Slipping from his horse, Wesley got down on his knees and asked God to show him where, if any, there had been a fault. A rough fellow, on the other side of a hedge, heard his prayer, looked beyond the hedge, and recognized Wesley.
Picking up a rock, he thought to himself, “I’ll fix that Methodist preacher.” The rock missed its mark, and fell harmlessly beside Wesley. Whereupon, he leaped to his feet, joyfully exclaiming, “Thank God, it’s all right. I still have His presence.”
The only way for anyone to avoid being criticized is to say nothing, do nothing and be nothing. Criticism is one of God’s finest shaping tools. It has the power to transform us from self-centered individuals into people who live and act like Jesus.
How do you respond to criticism? Do you let it ruin your day? Or do you try to learn and profit from it as John Wesley did?
I will admit that criticism from a friend is much more difficult to receive than criticism from enemies. If your enemy criticizes you, you can shrug it off. But if your friend criticizes you, you will need to hear it and try to profit from it. Never ignore criticism when you are wrong; never fear criticism when you are right.
As a Christian minister I have certainly received my share of criticism — some of it justified and given to be helpful, and some of it unjustified and given to inflict pain. I have tried to practice the advice given in an old Arab proverb, “If one person calls you a donkey, forget it. If five people call you a donkey, buy a saddle.”

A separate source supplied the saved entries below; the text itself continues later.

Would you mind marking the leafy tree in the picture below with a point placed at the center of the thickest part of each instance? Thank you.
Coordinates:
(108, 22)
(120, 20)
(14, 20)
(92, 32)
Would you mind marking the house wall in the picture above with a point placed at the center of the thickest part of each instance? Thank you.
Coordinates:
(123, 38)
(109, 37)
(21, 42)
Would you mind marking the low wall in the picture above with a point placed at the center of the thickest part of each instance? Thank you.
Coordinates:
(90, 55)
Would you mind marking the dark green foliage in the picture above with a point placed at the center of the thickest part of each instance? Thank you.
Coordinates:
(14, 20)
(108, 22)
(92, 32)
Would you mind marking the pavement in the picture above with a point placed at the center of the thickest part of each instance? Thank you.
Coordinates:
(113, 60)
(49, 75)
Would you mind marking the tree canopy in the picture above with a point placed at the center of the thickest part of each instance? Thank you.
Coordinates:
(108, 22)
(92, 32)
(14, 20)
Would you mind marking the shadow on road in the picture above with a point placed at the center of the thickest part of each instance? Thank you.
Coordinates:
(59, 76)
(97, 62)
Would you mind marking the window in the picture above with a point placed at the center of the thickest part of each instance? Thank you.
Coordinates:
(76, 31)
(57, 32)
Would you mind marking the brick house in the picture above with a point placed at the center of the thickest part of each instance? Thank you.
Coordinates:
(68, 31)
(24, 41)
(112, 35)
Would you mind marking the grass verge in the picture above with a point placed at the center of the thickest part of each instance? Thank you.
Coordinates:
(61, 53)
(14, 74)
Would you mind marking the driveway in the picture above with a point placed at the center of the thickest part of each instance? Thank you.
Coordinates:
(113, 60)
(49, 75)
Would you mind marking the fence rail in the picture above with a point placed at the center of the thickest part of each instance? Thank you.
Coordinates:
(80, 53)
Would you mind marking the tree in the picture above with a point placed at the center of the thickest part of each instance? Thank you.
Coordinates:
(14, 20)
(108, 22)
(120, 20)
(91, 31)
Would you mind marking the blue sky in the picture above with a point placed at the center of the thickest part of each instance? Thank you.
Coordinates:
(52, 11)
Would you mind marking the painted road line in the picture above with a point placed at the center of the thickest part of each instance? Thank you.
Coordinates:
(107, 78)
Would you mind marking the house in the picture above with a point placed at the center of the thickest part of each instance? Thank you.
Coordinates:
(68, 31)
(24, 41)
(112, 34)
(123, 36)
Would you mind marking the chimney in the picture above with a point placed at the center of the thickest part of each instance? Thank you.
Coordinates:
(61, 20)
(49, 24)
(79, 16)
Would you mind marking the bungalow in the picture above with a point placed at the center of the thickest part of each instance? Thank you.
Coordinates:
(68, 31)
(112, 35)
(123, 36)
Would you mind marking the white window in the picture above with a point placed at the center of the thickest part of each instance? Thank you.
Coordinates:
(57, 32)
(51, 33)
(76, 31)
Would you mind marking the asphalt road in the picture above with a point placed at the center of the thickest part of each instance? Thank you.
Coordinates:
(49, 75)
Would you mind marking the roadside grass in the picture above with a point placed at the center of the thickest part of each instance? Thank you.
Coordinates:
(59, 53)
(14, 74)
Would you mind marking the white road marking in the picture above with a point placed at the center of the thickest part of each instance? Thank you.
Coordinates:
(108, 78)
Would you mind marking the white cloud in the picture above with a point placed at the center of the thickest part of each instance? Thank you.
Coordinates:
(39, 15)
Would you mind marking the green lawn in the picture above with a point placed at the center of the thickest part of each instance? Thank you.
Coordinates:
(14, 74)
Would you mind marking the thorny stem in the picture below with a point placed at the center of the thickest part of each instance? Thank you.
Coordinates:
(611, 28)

Unjustified criticism has plagued human beings since the dawn of creation. Anyone who tries to do anything constructive in life will hear lots of it.

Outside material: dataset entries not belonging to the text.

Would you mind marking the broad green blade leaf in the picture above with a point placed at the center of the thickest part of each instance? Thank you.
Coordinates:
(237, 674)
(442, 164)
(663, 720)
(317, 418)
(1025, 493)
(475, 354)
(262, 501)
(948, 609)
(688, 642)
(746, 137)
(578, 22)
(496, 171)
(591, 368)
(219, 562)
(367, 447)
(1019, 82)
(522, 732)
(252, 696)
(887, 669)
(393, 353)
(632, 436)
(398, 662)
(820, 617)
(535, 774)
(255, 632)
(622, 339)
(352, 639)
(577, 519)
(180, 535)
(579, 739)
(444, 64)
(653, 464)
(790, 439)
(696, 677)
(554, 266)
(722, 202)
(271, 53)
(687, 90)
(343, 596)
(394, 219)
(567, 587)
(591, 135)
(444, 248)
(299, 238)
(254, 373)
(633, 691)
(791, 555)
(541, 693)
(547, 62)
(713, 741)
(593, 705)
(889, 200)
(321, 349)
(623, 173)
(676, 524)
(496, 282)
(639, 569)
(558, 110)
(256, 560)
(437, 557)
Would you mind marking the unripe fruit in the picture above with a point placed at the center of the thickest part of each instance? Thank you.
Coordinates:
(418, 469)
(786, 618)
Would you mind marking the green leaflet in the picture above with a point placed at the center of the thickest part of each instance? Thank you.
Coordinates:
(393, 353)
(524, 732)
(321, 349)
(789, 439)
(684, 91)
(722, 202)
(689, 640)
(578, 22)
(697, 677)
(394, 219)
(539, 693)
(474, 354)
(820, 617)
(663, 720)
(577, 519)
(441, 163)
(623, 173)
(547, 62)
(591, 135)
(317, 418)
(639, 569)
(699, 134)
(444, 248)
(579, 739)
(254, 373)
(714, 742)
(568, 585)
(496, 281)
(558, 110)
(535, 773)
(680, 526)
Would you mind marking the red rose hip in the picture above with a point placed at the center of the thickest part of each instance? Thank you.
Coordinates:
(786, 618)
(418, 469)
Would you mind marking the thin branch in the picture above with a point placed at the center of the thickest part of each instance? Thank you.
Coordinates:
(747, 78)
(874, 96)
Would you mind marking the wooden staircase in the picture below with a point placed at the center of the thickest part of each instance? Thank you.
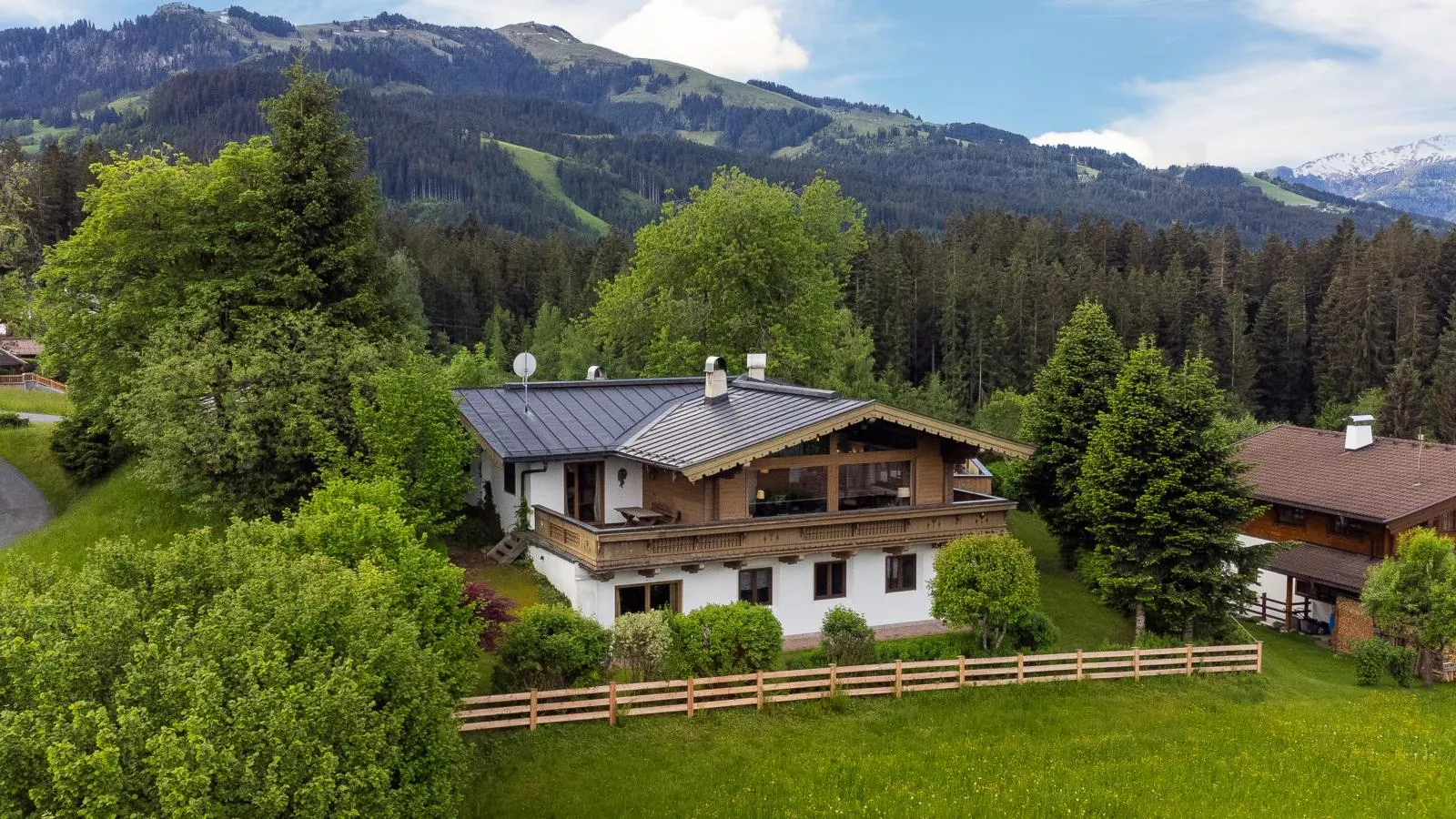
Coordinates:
(511, 547)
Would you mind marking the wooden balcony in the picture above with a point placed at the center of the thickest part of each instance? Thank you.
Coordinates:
(609, 548)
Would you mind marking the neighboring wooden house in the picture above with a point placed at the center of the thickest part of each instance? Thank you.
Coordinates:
(676, 493)
(1341, 500)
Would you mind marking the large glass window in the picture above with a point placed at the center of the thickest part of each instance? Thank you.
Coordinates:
(650, 596)
(756, 586)
(803, 490)
(874, 486)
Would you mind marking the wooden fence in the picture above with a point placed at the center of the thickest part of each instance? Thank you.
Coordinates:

Henry Ward Beecher, one of the greatest preachers in early American history, went to the pulpit one Sunday morning to preach. The church was packed. As the highly acclaimed orator placed his Bible on the pulpit, he found a blank sheet of paper with one word written on it: “Fool!” It had been placed on the pulpit by a member of his congregation, a member who obviously didn’t have the courage to tell his pastor in person what he thought of him. Cowards prefer to remain anonymous if at all possible.
Beecher’s keen sense of humor seized the moment. He lifted the paper for all to see, and read the one word that was on it. Then his booming voice filled the church as he thundered, “Sometimes I receive letters from people who write the letter and forget to sign their name. This letter is uniquely different. This person has signed his name and forgotten to write the letter.”

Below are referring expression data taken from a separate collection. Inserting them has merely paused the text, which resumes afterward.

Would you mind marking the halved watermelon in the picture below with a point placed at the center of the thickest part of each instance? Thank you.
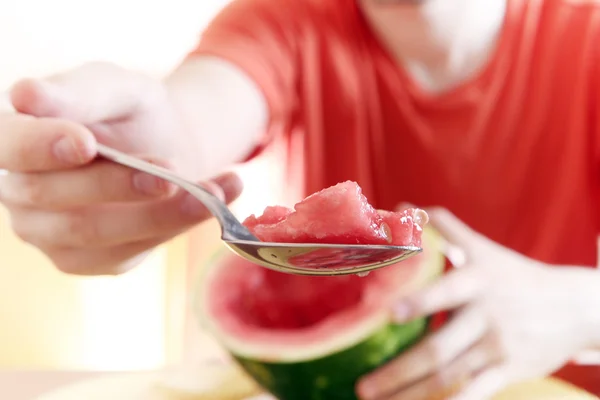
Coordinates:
(305, 338)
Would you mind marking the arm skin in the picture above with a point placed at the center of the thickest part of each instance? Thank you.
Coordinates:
(223, 111)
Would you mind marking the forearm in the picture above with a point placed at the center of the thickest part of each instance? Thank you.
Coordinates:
(222, 112)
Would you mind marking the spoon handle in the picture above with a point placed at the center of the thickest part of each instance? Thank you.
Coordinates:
(231, 228)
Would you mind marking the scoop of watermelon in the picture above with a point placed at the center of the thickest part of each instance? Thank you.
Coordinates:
(339, 214)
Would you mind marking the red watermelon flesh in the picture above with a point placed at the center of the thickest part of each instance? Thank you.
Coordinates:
(339, 214)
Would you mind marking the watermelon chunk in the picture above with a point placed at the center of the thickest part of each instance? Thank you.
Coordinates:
(305, 337)
(339, 214)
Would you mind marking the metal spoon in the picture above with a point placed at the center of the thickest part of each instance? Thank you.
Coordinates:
(295, 258)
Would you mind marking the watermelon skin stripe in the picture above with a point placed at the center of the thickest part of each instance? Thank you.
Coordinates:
(316, 379)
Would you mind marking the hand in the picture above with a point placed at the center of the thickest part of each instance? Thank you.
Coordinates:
(88, 215)
(514, 319)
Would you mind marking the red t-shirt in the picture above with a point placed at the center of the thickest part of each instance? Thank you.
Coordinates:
(513, 152)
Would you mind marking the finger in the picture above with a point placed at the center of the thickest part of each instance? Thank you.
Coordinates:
(114, 261)
(427, 357)
(455, 376)
(455, 231)
(40, 144)
(99, 182)
(484, 386)
(110, 225)
(457, 288)
(77, 95)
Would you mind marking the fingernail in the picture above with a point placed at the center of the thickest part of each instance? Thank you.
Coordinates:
(401, 312)
(72, 151)
(149, 184)
(192, 206)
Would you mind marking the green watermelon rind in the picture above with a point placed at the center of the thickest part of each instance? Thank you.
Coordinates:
(313, 379)
(301, 372)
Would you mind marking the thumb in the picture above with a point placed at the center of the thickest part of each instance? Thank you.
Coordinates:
(456, 232)
(91, 93)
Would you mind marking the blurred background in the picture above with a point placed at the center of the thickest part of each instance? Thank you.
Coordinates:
(138, 321)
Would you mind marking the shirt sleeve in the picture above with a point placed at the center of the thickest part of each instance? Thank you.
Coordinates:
(258, 36)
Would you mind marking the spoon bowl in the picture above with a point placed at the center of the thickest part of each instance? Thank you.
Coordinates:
(294, 258)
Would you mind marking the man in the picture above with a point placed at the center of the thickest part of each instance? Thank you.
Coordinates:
(489, 109)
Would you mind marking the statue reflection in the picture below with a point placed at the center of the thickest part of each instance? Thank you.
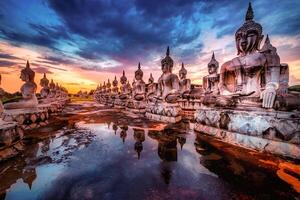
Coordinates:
(123, 133)
(139, 137)
(115, 128)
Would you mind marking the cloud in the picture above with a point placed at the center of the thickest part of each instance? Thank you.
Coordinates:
(8, 56)
(42, 70)
(5, 63)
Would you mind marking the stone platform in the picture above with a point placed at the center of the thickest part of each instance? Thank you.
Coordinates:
(274, 132)
(120, 103)
(27, 118)
(137, 107)
(164, 112)
(189, 107)
(10, 139)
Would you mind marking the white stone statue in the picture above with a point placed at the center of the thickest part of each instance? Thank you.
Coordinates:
(28, 91)
(168, 83)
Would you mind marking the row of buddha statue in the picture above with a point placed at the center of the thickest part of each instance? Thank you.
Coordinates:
(255, 78)
(51, 94)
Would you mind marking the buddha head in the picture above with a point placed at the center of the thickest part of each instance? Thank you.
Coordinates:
(182, 72)
(115, 82)
(108, 85)
(104, 86)
(151, 79)
(249, 35)
(27, 74)
(123, 78)
(167, 62)
(138, 73)
(44, 82)
(213, 65)
(52, 84)
(128, 85)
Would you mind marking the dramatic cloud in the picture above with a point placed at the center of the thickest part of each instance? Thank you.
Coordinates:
(106, 36)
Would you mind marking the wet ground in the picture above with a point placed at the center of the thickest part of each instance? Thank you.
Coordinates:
(91, 152)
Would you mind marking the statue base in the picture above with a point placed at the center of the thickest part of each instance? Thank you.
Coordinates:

We have all known people who have developed the habit of criticizing others. Often the criticism comes from those who are simply envious of you. Prior to finally retiring, I served as a Baptist minister for sixty-two years. It didn’t take me many years to learn that those who can, do — and those who can’t, criticize. Another thing I learned very early in life is that you can always recognize a failure by the way he or she criticizes those who are successful.
The Rev. D.E. Parkerson is retired pastor of First Baptist Church of Sanford.